Contardo Luigi Calligaris, italiano nascido em Milão em 1948 e falecido em São Paulo em 2021, estudou na Suíça e França com Piaget, Barthes e Lacan e, como poucos, ele conseguiu fazer a ponte entre a psicanalise, a literatura e a critica cultural.
Em sua obra, ele aborda temas como cultura e psicanálise, em especial, sobre a suposta obrigatoriedade da felicidade, do gozo, da beleza e dos excessos. Quando ele se foi, o Brasil ficou um pouco mais inculto.
Como uma homenagem póstuma resolvi “entrevistá-lo” e acabei unindo a realidade de algumas respostas completas dele a colagens de grandes frases e reflexões desse intelectual europeu que escolheu viver nos trópicos. Por que resolveu viver em São Paulo?
Calligaris: “Cheguei por acaso ao Brasil pela primeira vez, em 1985 ou 1986, porque estavam traduzindo um livro meu de psicanálise e leitura.(…) Eu nem sabia falar o português, só o espanhol. Em 1986, um pequeno grupo de paulistanos perguntou se eu toparia vir para São Paulo, por 15 dias a cada dois meses, pois eles queriam se organizar para fazer análise. Eu topei, era uma época muito especial…”
Como um psicanalista com formação freudiana enxerga a internet e as redes sociais?
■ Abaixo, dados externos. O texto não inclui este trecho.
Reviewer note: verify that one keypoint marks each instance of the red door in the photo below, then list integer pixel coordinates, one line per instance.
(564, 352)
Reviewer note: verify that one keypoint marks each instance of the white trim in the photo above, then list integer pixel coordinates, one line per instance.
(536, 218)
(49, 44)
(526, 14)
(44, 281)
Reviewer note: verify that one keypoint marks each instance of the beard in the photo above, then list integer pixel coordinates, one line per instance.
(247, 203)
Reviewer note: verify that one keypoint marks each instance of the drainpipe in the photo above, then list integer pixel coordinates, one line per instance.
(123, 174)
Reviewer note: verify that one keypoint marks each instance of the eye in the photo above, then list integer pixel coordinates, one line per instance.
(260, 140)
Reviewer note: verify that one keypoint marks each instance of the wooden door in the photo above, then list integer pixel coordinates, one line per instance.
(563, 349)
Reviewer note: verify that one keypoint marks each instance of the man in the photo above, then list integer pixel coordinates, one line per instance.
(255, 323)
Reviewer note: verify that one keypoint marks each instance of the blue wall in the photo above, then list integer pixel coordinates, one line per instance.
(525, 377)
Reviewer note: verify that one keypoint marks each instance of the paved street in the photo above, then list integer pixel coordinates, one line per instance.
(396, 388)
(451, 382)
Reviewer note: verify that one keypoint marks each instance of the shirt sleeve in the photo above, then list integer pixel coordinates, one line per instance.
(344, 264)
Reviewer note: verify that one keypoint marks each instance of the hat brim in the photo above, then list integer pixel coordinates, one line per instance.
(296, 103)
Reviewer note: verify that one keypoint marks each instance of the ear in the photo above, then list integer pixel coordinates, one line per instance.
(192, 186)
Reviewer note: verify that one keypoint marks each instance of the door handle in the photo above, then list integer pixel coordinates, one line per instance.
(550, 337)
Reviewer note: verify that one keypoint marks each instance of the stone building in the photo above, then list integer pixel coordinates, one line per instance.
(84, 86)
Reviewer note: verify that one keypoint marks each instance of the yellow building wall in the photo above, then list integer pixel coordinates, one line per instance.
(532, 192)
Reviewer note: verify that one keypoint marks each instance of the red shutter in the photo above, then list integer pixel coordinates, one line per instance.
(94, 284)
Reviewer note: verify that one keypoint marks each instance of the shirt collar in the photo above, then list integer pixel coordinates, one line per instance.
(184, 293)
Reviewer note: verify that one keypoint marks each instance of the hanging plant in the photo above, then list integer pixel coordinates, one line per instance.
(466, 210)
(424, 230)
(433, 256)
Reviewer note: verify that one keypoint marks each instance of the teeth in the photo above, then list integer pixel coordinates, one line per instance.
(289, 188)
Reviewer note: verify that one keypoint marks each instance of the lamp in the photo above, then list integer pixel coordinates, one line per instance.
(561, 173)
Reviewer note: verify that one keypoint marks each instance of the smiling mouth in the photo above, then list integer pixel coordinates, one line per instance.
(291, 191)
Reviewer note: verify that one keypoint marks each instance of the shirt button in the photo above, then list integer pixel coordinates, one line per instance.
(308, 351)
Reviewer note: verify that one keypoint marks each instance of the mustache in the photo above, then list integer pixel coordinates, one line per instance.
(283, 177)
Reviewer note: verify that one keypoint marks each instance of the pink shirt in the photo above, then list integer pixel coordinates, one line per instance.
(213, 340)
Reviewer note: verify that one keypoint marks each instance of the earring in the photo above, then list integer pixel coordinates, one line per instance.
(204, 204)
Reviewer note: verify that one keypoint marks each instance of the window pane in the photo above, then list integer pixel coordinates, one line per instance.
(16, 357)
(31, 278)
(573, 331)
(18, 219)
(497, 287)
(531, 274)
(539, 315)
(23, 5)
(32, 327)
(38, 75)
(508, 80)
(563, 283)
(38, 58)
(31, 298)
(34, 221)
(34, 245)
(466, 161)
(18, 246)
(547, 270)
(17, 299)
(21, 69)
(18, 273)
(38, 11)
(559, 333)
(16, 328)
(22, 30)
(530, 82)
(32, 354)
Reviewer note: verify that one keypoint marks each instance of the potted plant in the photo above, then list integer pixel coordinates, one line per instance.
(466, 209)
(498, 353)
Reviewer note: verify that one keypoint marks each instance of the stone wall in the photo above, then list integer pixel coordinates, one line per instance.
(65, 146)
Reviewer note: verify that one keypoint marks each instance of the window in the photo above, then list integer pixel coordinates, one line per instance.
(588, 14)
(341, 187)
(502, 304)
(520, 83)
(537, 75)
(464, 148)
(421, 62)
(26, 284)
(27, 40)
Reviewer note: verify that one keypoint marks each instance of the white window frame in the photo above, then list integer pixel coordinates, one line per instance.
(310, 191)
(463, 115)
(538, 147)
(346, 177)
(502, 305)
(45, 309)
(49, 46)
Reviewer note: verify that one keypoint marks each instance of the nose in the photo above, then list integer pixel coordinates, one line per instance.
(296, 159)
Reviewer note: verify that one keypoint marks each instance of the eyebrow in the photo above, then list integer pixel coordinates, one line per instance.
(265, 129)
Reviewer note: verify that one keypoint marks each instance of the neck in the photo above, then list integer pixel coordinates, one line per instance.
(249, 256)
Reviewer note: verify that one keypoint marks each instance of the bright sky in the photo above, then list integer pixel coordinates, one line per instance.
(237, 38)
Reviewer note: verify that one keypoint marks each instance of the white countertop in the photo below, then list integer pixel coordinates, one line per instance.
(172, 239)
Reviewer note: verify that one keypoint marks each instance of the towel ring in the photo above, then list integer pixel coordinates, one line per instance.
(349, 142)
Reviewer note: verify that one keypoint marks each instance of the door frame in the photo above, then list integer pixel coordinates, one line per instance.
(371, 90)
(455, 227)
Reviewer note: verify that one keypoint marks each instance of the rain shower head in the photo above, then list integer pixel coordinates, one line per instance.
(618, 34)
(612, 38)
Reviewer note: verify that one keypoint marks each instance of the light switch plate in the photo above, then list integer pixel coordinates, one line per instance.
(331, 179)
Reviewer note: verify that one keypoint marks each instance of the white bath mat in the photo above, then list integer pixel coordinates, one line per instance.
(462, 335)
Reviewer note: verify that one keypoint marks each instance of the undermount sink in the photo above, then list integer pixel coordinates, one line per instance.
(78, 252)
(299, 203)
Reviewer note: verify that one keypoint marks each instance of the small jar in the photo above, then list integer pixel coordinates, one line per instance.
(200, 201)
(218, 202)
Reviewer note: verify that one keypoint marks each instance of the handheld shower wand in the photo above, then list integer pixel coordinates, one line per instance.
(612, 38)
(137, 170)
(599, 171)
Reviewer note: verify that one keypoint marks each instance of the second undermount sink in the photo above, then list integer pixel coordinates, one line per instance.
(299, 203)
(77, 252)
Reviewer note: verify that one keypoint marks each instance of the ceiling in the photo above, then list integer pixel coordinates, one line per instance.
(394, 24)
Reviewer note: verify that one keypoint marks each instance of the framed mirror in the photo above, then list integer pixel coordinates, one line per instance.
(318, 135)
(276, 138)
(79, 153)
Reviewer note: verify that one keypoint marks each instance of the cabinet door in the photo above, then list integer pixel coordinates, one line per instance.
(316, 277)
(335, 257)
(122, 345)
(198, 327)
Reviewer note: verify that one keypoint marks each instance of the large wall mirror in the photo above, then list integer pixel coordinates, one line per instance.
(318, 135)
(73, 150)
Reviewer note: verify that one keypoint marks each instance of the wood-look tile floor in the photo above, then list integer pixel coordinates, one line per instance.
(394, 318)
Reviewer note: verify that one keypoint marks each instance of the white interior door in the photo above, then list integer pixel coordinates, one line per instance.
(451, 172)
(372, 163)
Calligaris: “A modernidade é a era em que nossa existência social depende do olhar dos outros: somos quem conseguimos fazer que os outros acreditem que somos. (…) E cada época tem os adolescentes que merece.”
A depressão não tem nenhuma relação com o materialismo do mundo moderno?
Calligaris: “Todo mundo associa, mas eu poderia objetar esse pensamento. Todo nosso funcionamento é baseado na insatisfação do desejo, na ideia de que isso é capaz de desdobramentos infinitos. E se você encontrar o objeto final da sua insatisfação, tudo para, porque não precisa comprar mais nada.
(…) Então a insatisfação permanente é uma fonte de depressão? Penso que não, a insatisfação permanente é o que nos projeta para frente. A depressão tem mais a ver com a perda do desejo do que com o desejo insatisfeito.”
Muitos relacionam o isolamento gerado pela vida virtual à tristeza. Voltar a conviver em grupo seria a solução?
Calligaris: “As festas, em tese, deveriam espantar a tristeza, mas conseguem apenas escondê-la. O barulho mascara e desculpa nossa dificuldade de dizer ou de escutar qualquer coisa que preste. (…)”
Como um europeu enxerga a elite brasileira?
Calligaris: “Poder sem cultura é vulgar porque ele só se exibe.”
O Brasil passou de um extremo ideológico para o outro. Como um psicanalista, ex-marxista enxerga isso?
Calligaris: “Sobrou muito pouco (do marxismo) já a partir do começo dos anos 70. O que restou foi uma disposição fundamentalmente anárquica e uma grande antipatia por todas as instituições em geral – de centro, direita ou esquerda. Como tenho posições um pouco anárquicas, elas são facilmente compatíveis tanto com as ideias da direita – que detestam o intervencionismo do Estado –, quanto com as de esquerda – que têm antipatia pelo autoritarismo. (…) Desconfio dos que propõem doutrinas de valor universal a partir dos arranjos singulares que eles ou elas encontraram para conviver com os percalços de suas vidas.”
É possível amar e ser amado?
Calligaris: “O diálogo que leva ao amor, que dá a cada um a vontade de se arriscar, não surge da sedução e do charme, mas da coragem de nos apresentarmos por nossas falhas, feridas e perdas. (…) O amor e a paixão não nos fazem necessariamente felizes, mas são uma festa e uma alegria porque deles podemos esperar ao menos isto: que eles nos tornem um pouco outros, que eles nos mudem.”